Primary package and docs for the MCP server in this guide: @21st-dev/magic MCP server docs.

If you want to re-run the installation steps or revisit configuration examples, see the @21st-dev/magic MCP server documentation: @21st-dev/magic MCP server.

Troubleshooting “No tools available” and connection guidance: Cursor MCP troubleshooting & configuration.

Semantic core (expanded keyword clusters)

Primary keywords

  • Cursor MCP Servers
  • @21st-dev/magic MCP server
  • Cursor “No tools available” error
  • MCP server connection issues
  • Cursor MCP configuration

Secondary keywords / intent-based queries

  • passing API key to MCP server
  • @21st-dev/magic installation
  • troubleshooting MCP server errors
  • MCP tool manifest missing
  • Cursor tool registry fetch

Clarifying LSI phrases and related formulations

  • MCP config, tool registration, API token env var
  • manifest endpoint, .well-known/mcp-tools, health probe
  • reverse proxy, TLS termination, CORS, 401/403 auth failures
  • diagnostic logs, startup validation, fail-fast

FAQ

Q: Why does Cursor show “No tools available” after I install @21st-dev/magic?

A: That message means the MCP manifest is empty or inaccessible. Verify the MCP process is running, fetch the manifest directly (curl your MCP /.well-known or package-specific endpoint), and check logs for missing API keys or conditional code that skipped tool registration. Also confirm Cursor is configured to hit the correct base URL (scheme, host, port).

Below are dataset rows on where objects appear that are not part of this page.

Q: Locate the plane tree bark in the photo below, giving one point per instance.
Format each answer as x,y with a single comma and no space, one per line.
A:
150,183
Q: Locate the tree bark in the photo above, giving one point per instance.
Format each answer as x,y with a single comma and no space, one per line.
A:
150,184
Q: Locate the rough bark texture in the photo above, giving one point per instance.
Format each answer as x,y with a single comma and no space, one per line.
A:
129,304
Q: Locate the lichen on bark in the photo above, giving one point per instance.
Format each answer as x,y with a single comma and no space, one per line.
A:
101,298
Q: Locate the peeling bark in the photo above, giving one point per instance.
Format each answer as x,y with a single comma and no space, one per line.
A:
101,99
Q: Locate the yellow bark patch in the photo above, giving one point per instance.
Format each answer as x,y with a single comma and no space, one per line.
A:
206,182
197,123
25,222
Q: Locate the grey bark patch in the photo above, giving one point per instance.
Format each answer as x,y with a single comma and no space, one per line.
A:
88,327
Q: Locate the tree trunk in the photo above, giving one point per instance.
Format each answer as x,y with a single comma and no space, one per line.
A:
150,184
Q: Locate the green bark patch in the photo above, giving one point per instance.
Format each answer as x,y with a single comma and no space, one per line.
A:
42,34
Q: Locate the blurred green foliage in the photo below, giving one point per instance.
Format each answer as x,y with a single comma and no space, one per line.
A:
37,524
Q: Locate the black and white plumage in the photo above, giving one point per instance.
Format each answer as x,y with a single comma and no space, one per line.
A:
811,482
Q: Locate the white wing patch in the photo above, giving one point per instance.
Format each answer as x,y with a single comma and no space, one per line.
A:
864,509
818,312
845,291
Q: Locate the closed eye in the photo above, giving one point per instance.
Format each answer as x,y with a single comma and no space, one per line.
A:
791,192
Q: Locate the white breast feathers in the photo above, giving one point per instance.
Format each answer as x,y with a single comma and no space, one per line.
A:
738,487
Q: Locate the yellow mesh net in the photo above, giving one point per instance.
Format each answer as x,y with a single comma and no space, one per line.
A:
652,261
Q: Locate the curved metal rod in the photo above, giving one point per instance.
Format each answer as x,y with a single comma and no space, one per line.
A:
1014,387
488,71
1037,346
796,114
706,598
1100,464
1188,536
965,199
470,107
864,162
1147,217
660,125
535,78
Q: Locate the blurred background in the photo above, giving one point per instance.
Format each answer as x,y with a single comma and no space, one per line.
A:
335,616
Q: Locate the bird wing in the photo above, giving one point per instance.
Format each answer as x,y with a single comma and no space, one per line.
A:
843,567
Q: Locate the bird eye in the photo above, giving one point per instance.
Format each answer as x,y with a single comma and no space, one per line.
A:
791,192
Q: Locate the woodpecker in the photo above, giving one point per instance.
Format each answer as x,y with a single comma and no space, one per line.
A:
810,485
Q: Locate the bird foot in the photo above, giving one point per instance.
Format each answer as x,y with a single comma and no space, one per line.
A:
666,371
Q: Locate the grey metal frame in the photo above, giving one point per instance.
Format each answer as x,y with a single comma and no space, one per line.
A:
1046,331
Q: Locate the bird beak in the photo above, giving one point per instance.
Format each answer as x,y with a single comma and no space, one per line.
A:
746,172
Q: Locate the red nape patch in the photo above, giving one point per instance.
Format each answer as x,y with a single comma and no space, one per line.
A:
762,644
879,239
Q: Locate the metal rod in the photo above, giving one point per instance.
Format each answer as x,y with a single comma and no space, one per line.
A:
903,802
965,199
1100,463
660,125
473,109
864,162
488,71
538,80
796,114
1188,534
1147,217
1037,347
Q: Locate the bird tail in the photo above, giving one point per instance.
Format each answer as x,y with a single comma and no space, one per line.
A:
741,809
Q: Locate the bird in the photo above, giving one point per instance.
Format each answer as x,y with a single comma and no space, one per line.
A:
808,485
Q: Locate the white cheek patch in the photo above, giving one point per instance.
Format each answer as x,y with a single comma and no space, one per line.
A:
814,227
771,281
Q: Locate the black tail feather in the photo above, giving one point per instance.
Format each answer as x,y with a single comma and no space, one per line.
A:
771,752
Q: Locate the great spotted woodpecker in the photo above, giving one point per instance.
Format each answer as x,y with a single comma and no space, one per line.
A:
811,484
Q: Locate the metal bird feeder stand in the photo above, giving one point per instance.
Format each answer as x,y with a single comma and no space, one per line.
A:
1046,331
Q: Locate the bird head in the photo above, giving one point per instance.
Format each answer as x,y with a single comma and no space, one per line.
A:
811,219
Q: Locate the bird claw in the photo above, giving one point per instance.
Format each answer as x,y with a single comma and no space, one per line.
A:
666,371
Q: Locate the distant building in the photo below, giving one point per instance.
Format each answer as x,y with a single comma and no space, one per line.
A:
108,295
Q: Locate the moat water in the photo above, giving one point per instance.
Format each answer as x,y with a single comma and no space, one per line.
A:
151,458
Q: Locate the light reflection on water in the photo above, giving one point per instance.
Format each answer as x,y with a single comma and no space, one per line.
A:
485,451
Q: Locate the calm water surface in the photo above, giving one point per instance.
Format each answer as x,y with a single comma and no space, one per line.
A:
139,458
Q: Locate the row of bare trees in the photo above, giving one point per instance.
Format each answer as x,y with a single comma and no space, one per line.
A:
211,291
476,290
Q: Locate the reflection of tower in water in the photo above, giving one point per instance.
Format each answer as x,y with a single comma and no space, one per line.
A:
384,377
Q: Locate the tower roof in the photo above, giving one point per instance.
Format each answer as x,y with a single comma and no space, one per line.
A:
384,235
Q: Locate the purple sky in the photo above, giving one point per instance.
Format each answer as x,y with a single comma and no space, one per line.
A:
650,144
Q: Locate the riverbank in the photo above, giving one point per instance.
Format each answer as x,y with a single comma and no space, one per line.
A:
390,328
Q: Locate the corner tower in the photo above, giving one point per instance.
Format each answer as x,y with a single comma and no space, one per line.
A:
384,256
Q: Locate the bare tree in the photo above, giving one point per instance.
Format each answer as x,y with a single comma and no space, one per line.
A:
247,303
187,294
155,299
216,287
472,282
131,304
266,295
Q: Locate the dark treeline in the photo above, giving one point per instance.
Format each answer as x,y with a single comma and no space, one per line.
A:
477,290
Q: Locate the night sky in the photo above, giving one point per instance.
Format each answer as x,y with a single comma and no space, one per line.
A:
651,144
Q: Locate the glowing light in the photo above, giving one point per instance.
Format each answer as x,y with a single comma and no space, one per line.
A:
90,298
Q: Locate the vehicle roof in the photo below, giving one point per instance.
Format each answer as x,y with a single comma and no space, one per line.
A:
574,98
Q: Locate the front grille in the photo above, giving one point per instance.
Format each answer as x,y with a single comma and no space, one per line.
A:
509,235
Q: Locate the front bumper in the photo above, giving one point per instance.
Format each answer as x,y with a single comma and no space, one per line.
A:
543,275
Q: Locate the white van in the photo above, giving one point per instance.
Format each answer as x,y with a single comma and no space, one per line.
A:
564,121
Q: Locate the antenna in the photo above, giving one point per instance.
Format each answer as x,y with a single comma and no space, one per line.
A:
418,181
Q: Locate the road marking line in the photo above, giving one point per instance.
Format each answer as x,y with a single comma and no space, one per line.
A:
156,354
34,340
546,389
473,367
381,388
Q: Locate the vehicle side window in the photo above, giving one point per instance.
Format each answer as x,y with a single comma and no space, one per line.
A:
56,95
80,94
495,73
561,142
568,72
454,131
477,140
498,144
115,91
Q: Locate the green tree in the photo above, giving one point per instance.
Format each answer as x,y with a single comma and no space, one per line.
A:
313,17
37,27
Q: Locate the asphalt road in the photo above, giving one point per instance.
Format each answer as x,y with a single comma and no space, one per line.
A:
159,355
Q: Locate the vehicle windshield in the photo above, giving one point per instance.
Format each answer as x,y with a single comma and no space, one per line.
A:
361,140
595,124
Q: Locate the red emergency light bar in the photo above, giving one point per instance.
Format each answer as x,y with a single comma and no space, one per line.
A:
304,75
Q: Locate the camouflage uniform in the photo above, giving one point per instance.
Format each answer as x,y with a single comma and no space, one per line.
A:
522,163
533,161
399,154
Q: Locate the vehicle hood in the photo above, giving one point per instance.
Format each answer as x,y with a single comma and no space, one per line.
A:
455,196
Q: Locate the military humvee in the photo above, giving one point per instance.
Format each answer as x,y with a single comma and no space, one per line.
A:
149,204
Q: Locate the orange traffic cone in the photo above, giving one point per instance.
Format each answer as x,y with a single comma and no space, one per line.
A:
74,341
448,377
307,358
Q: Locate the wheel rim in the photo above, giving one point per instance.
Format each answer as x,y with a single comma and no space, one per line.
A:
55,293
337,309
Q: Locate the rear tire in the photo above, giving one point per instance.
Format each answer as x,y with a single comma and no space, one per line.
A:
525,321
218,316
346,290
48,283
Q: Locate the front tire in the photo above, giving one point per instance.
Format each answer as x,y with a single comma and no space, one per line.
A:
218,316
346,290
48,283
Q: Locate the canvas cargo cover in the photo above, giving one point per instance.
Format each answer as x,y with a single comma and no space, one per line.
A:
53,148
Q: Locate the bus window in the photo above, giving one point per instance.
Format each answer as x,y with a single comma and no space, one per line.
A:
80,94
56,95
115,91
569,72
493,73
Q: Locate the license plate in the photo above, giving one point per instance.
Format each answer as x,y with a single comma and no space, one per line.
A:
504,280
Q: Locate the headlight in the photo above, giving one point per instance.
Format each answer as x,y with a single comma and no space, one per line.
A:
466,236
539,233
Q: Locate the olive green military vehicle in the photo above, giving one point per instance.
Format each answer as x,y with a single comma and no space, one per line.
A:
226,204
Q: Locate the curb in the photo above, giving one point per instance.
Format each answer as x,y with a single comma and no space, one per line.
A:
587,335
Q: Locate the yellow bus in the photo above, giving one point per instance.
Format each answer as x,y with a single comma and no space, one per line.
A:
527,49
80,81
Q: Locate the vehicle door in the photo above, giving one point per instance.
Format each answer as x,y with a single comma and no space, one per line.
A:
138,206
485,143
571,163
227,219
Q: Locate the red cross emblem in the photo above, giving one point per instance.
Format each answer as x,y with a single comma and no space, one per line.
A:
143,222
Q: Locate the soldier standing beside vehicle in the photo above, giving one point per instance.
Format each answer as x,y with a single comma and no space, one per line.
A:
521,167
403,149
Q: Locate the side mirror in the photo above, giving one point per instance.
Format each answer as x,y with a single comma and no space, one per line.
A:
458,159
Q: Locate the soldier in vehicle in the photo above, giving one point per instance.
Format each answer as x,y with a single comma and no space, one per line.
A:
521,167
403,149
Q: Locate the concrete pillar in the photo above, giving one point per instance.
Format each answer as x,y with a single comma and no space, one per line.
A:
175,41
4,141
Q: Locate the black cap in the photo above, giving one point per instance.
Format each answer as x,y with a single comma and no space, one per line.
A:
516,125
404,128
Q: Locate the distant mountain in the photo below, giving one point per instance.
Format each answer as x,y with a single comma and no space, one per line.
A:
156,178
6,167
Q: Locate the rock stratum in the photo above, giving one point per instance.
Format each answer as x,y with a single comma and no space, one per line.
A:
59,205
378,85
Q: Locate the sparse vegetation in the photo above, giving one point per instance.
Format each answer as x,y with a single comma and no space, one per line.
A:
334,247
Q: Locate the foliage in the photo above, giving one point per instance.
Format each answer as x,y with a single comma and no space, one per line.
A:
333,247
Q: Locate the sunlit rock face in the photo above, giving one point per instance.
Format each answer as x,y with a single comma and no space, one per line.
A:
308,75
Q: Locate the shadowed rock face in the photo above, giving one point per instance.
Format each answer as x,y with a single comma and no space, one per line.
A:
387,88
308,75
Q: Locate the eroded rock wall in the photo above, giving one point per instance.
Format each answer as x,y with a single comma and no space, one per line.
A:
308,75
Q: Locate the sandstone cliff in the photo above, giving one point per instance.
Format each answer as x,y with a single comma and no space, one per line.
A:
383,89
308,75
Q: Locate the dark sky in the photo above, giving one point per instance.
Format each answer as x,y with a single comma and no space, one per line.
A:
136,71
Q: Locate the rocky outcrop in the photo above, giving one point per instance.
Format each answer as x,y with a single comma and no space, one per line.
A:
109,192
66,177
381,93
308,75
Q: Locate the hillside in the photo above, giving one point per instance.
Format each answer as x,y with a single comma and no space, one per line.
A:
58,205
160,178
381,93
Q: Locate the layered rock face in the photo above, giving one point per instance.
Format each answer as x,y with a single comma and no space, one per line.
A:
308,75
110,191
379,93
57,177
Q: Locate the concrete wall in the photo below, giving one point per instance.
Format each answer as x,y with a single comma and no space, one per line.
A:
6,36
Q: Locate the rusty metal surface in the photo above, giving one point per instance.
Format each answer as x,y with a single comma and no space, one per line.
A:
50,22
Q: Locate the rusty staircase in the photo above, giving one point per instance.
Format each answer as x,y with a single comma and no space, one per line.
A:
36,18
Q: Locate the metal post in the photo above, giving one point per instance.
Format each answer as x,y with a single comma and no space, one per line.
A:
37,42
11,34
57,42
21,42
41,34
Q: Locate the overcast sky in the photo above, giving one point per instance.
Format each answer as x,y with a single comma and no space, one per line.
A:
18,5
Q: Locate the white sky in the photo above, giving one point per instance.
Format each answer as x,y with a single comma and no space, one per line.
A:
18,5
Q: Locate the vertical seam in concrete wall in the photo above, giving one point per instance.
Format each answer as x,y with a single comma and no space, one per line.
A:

Q: How do I pass API keys to the MCP server securely?

A: Use environment variables, a secrets manager, or mounted secret files; avoid hard-coding keys. At startup, validate required env vars and fail-fast with a clear error if missing. For Cursor-hosted environments, use short-lived tokens or an authorization exchange rather than embedding long-lived secrets in the client.

Q: Cursor can’t connect to my MCP server — what network checks should I run?

A: Confirm the server listens on the expected port (ss/netstat), test the endpoint with curl including any Authorization header, inspect firewall and reverse-proxy rules, and ensure TLS certificates and hostnames match. If you see 401/403 responses, inspect authorization headers and token formats on both sides.